Aussi, Allah intervient-Il pour éviter qu’un groupe ne détruise la planète, n’éradique le reste de l’humanité ou n’efface toute trace des anciennes religions. Parfois Il utilise les éléments et catastrophes naturels, comme dans les cas de ‘Ad, de Thamoud, de Madyan, des peuples de Loth et de Pharaon : Nous saisîmes chacun pour son crime : il y eut ceux qui furent pris dans un ouragan, ceux qui furent anéantis par un grand fracas, ceux qui furent emportés dans un glissement de terrain, et ceux qui périrent noyés. Jamais Allah ne fit preuve de la moindre injustice, mais ce sont eux qui furent injustes envers leurs personnes [29;40]. Le plus souvent, Allah fait en sorte que les hommes eux-mêmes s’autorégulent : Si Allah ne repoussait pas les peuples, les uns par les autres, la Terre entière serait détruite, mais la grâce Divine englobe tout le monde [2;251].

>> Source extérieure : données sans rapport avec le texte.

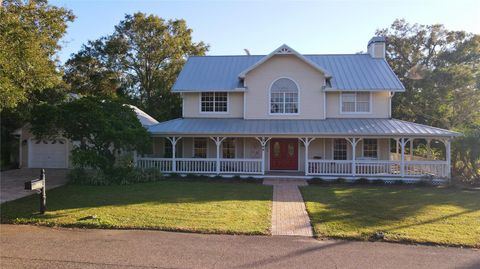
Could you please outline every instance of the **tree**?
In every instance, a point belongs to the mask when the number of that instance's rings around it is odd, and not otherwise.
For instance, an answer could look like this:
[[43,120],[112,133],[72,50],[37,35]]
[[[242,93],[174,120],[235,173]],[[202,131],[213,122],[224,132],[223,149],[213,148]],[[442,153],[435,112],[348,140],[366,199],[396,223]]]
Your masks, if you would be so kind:
[[0,2],[0,111],[61,82],[54,59],[71,11],[47,1]]
[[406,88],[393,99],[394,117],[464,132],[453,143],[453,175],[480,183],[480,36],[405,20],[376,34]]
[[450,129],[480,123],[480,36],[405,20],[376,34],[406,88],[393,99],[394,117]]
[[195,43],[184,20],[126,15],[112,35],[90,41],[66,63],[65,79],[77,92],[128,97],[158,120],[180,116],[181,99],[170,89]]
[[81,168],[113,170],[121,152],[149,149],[150,136],[130,106],[110,99],[84,97],[34,109],[31,130],[36,137],[63,136],[74,141],[72,162]]

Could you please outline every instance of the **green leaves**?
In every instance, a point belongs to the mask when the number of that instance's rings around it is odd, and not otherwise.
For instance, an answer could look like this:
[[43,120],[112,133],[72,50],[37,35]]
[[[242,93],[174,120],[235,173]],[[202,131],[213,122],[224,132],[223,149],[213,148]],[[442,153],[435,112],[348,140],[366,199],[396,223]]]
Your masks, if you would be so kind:
[[79,167],[109,170],[117,156],[150,147],[150,136],[132,108],[111,99],[42,104],[35,108],[31,124],[37,137],[60,134],[74,141],[72,161]]
[[158,120],[178,117],[181,99],[170,89],[186,58],[208,50],[191,34],[184,20],[126,15],[112,35],[90,41],[67,61],[65,79],[75,92],[126,98]]
[[55,53],[74,19],[46,1],[4,0],[0,8],[0,111],[61,82]]

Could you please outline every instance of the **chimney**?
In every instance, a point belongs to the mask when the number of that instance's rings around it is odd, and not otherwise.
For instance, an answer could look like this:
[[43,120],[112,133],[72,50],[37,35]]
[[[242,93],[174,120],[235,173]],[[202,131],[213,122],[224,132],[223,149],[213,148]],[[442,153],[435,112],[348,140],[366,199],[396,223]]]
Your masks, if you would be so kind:
[[374,36],[368,41],[368,54],[373,58],[385,59],[385,37]]

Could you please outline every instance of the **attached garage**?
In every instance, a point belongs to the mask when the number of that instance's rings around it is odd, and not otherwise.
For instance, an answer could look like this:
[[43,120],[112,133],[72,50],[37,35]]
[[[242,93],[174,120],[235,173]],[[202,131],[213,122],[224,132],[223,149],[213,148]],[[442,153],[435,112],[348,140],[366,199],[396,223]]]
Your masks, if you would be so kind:
[[67,168],[68,147],[65,139],[28,141],[29,168]]

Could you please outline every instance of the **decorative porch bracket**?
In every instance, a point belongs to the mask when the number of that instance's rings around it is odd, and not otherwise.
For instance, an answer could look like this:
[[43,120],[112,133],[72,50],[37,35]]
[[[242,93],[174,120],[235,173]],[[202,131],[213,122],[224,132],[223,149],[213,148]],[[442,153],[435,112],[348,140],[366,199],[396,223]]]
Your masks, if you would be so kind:
[[217,146],[217,162],[216,162],[216,173],[217,175],[220,174],[220,147],[222,146],[223,140],[225,140],[226,137],[220,137],[220,136],[214,136],[210,137],[210,139],[215,142],[215,145]]
[[262,146],[262,175],[265,175],[265,146],[267,145],[268,141],[270,141],[271,137],[255,137],[255,139],[260,142]]
[[405,177],[405,146],[411,139],[400,138],[400,149],[402,153],[402,158],[400,159],[400,176]]
[[305,175],[308,176],[309,171],[308,171],[308,147],[310,146],[310,143],[312,143],[313,140],[315,140],[314,137],[302,137],[299,138],[300,141],[303,142],[303,145],[305,146]]
[[177,142],[182,139],[181,137],[177,137],[177,136],[172,136],[172,137],[166,137],[170,143],[172,143],[172,172],[175,173],[177,172],[177,150],[176,150],[176,146],[177,146]]
[[357,164],[355,162],[356,158],[357,158],[357,144],[358,142],[360,142],[362,139],[361,138],[355,138],[355,137],[352,137],[352,138],[345,138],[349,143],[350,145],[352,145],[352,175],[355,176],[356,175],[356,172],[357,172]]

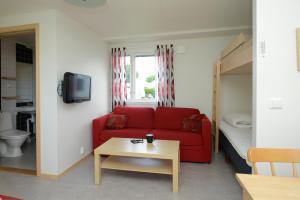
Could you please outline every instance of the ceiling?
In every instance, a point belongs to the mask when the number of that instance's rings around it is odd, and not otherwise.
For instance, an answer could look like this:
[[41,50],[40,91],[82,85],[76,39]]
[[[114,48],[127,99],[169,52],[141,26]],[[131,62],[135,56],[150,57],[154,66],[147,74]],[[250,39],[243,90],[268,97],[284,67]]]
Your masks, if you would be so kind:
[[63,0],[1,0],[0,15],[59,9],[107,40],[195,33],[252,24],[252,0],[107,0],[81,8]]

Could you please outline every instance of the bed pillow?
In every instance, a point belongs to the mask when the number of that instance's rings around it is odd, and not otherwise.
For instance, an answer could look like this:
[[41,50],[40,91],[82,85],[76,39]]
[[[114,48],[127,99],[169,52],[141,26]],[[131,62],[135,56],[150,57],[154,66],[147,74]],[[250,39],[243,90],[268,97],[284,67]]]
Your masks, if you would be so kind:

Nous comprenons donc finalement que l’Islam condamne totalement et fermement les agissements de certains qui s’illustrent tantôt dans la débauche tantôt dans le crime, tantôt dans les deux, qui revendiquent des titres et des honneurs qu’ils ne méritent aucunement, et qui discréditent le Message et la communauté, desquels ils se réclament ou auxquels on les associe. Et le Prophète (paix et salut sur lui) d’avertir : l’Islam est apparu comme étrange et redeviendra étrange comme à son début, bonheur à ceux que l’on considère comme étranges (…) ceux qui œuvrent pour le bien lorsque la majorité des gens fait le mal [Ahmad].